China power? Tso what

There are 1.3 billion Chinese people on the planet and I don’t know a single one of them. I don’t know what motivates them, what they aspire to or where we can find common ground, if any.

All I know, for sure, is that they really know how to throw a great Olympics. I was enthralled. I believe it’ll be remembered as one of the greatest shows in television history (and please don’t take that as a personal slap at my hero, J.R. Ewing).

But as for the people who put it on, I know zip. My life is shockingly lilly-white. Latrobe is where the gentle PBS legend Fred Rogers grew up. He patterned his enduring children’s show on my town. I live, literally, in Mister Rogers Neighborhood.

Sure, I know a few Chinese Americans, but our relationship doesn’t exceed the customer-businessman level. I say, “Hello, Huang. I’d like the General Tso chicken today.”

He says, “Big surprise. One General Tso chicken. You never get anything else. Always same. I guess that mean I can look forward to another 50-cent tip, too.”

Well, I guess I do know one thing about the Chinese: Years of cheap tips can leave them just as surly as their American counterparts.

Nothing about the Chinese fascinated more than their ability to choreograph thousands of people into those sublime human towers and floor patterns. It was compelling and at the same time a little scary to some viewers.

What if they used that same discipline for evil purposes, they wondered? Readers of the old Weekly World News (sample headline: “Baby Born with Wooden Leg!!!”) knew years ago that this could happen.

I vividly recall one story that detailed how the Chinese government had ordered all one billion of its citizens to jump up at precisely the same instant. Their evil scientists had divined that all those people landing at the same second would throw the earth of orbit and doom us all.

“They know it’ll mean their utter destruction as well as the entire planet’s, but they’re eager to show how powerful they are,” said one expert.

The day passed without event. It wasn’t until the next issue of the Batboy tabloid arrived that I learned why.

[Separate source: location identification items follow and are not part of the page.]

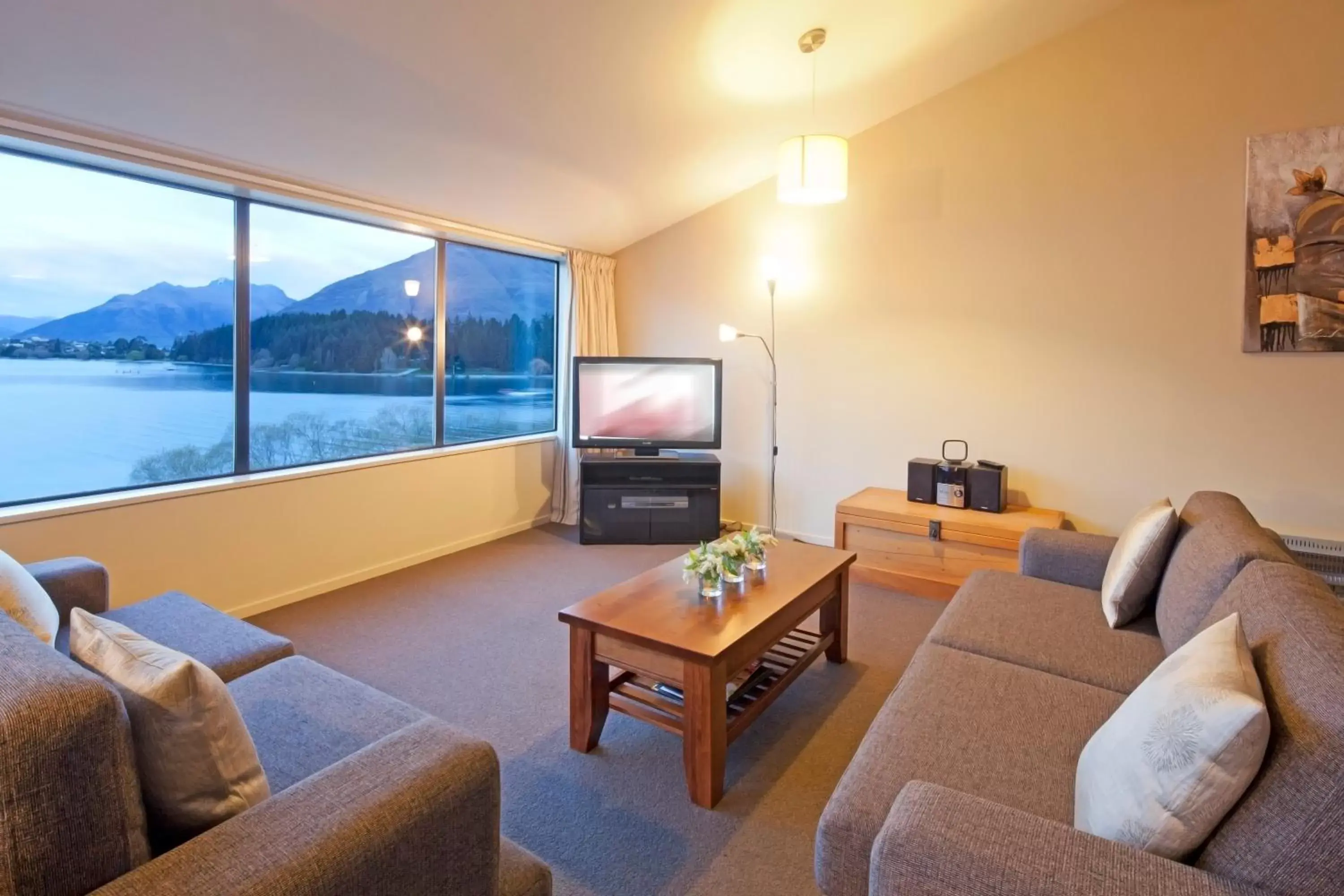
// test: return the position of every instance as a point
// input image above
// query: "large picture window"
(100, 276)
(500, 371)
(119, 332)
(345, 366)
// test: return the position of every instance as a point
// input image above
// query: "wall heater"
(1323, 558)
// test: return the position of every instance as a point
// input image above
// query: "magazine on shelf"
(742, 683)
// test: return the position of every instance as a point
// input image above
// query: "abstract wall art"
(1295, 242)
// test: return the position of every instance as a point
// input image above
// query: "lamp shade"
(814, 170)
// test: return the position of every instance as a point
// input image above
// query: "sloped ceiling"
(582, 123)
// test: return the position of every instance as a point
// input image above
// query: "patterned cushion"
(230, 646)
(72, 817)
(1164, 770)
(197, 762)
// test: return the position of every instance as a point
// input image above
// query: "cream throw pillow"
(26, 602)
(1137, 562)
(1180, 751)
(198, 765)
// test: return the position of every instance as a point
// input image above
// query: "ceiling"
(582, 123)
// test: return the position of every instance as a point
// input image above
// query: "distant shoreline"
(269, 371)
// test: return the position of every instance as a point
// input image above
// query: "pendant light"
(814, 168)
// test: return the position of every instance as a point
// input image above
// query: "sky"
(73, 238)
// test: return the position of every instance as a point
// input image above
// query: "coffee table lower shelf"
(633, 694)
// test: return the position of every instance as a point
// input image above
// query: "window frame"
(338, 207)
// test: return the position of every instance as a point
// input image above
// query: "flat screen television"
(648, 404)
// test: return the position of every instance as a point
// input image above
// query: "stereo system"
(957, 482)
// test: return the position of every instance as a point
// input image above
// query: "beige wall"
(246, 550)
(1045, 261)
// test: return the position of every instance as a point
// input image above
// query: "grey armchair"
(370, 796)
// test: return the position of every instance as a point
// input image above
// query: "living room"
(1090, 241)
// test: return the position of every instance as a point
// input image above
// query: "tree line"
(369, 342)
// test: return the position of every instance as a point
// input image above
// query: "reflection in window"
(100, 279)
(500, 367)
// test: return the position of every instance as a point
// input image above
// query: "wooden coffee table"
(658, 629)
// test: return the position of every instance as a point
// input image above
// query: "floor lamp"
(729, 335)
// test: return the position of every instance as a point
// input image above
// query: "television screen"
(647, 402)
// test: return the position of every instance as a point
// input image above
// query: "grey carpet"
(474, 638)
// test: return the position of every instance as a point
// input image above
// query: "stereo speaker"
(987, 487)
(920, 481)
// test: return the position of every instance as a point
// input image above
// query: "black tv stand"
(643, 499)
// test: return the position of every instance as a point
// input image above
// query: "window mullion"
(242, 335)
(440, 338)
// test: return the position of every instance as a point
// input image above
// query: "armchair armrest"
(1069, 558)
(417, 812)
(73, 582)
(940, 841)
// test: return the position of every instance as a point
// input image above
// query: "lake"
(69, 426)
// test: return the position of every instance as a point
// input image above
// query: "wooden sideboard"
(929, 550)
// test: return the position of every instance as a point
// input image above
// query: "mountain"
(11, 324)
(162, 314)
(480, 284)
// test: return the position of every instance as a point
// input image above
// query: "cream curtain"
(592, 330)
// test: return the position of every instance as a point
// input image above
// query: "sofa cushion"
(1285, 833)
(304, 716)
(1182, 750)
(26, 602)
(198, 766)
(1136, 564)
(1050, 628)
(990, 728)
(229, 646)
(72, 817)
(1218, 536)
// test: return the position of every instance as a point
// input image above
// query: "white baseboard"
(826, 540)
(381, 569)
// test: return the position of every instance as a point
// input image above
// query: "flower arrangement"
(734, 552)
(705, 564)
(754, 542)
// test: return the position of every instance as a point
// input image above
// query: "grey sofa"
(370, 796)
(964, 782)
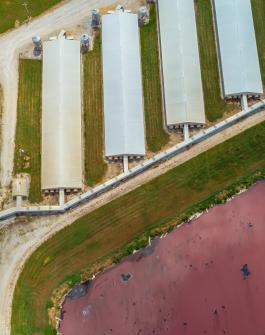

A bar full of about two dozen beer-bellied WWN readers in New Jersey learned of the plot, jumped up at the same time and provided the lifesaving oomph needed to keep this woe-begotten world on track.

So now we’re at a crossroads. The Beijing Olympics has been an unparalleled success. Do the Chinese use the global goodwill they’ve engendered to become more open and progressive? Or will they continue to treat their citizens like chattel, stacking them up for the televised amusement of a mostly American audience that sits there and thinks nothing of human rights while they stuff their faces with pizza, chips and big steaming bowls of General Tso’s chicken.

Time will tell.

I just know this: I’m glad I live in a country so uniformly prosperous that 24 guys from a New Jersey bar weigh as much as 1.3 billion Chinese.